Moving to Orlando in 2001, McCarthy worked for the Florida Department of Children and Families, before opening a private firm, where he practices juvenile and dependency law and as an attorney ad litem for children in lock-down mental facilities.

===Sharlyn Singh case===
In 2007, an Orlando women was accused of putting her 11-month-old baby in an oven. McCarthy was appointed to the case, and eventually got the dependency case dropped, and the child reunified with the mother.

===Rifqa Bary case===
McCarthy served as a lawyer for Aysha Bary for a good part of the Rifqa Bary case.
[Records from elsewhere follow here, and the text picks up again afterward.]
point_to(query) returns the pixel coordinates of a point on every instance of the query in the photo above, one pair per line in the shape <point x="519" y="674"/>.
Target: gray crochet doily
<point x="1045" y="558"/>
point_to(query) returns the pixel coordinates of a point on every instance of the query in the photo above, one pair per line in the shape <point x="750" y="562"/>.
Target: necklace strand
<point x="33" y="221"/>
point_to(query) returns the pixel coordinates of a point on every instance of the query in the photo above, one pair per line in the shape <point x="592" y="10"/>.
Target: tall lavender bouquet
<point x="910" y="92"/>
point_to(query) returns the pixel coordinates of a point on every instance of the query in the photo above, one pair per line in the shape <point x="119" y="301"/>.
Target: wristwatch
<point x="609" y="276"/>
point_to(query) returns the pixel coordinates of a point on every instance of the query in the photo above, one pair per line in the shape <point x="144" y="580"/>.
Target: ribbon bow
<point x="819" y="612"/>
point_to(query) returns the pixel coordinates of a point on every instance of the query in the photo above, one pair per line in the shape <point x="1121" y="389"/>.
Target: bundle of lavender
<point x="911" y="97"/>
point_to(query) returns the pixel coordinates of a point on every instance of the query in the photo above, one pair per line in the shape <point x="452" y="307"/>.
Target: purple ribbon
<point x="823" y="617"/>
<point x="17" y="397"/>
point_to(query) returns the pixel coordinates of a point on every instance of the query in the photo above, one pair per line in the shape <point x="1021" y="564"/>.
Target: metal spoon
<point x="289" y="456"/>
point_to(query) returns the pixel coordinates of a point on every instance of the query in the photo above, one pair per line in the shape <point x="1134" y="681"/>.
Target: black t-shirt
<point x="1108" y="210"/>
He claimed that Rifqa Bary was not being taught the faith correctly, and that the dependency case had become a "television event". He further argued that neither of the Barys had ever threatened their daughter.
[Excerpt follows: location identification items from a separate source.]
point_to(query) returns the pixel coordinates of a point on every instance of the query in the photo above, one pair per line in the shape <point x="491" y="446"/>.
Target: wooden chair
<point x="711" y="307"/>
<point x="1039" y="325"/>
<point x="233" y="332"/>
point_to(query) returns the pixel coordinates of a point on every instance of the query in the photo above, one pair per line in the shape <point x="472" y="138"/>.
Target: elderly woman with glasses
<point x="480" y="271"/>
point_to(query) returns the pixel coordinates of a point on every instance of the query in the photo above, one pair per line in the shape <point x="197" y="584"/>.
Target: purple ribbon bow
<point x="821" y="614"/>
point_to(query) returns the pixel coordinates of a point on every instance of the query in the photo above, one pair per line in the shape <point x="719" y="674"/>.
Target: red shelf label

McCarthy moved to have the case moved back to Ohio, which it eventually was. He also alleged that the girl's story of travel to Florida had "holes in it". He criticized Governor Charlie Crist for commenting on the case, referring to the statements as inappropriate for someone who was the boss of attorneys on both sides of the case. He compared the Crist comments to the general politicization he saw in the case. Arguing against Christian versus Muslim sentiments in the case, McCarthy tried to dispel the perception that the parents were fundamentalists. He never billed the state for his work.

==Political career==
McCarthy successfully ran for and served on the board of the Ochlockonee River Soil and Water Conservation District while living in Leon County, Florida. He ran for the Florida House of Representatives out of District 36, against incumbent Scott Randolph, receiving early support from Conservatives. He, along with local Tea Party leaders and politicians, drove in a caravan to Arizona to support its immigration law, claiming selective immigration enforcement is uncompassionate and causes people to live in fear, and that the federal government has failed in its duties to protect the people of Arizona. McCarthy lost the race to Greg Reynolds in the Republican primary.

==Judicial career==
On June 1, 2021, McCarthy was appointed a general magistrate of the Ninth Judicial Circuit Court of Florida. On July 11, 2022, McCarthy was appointed to the bench as a Florida circuit court judge to fill the vacancy left by Judge Bob LeBlanc.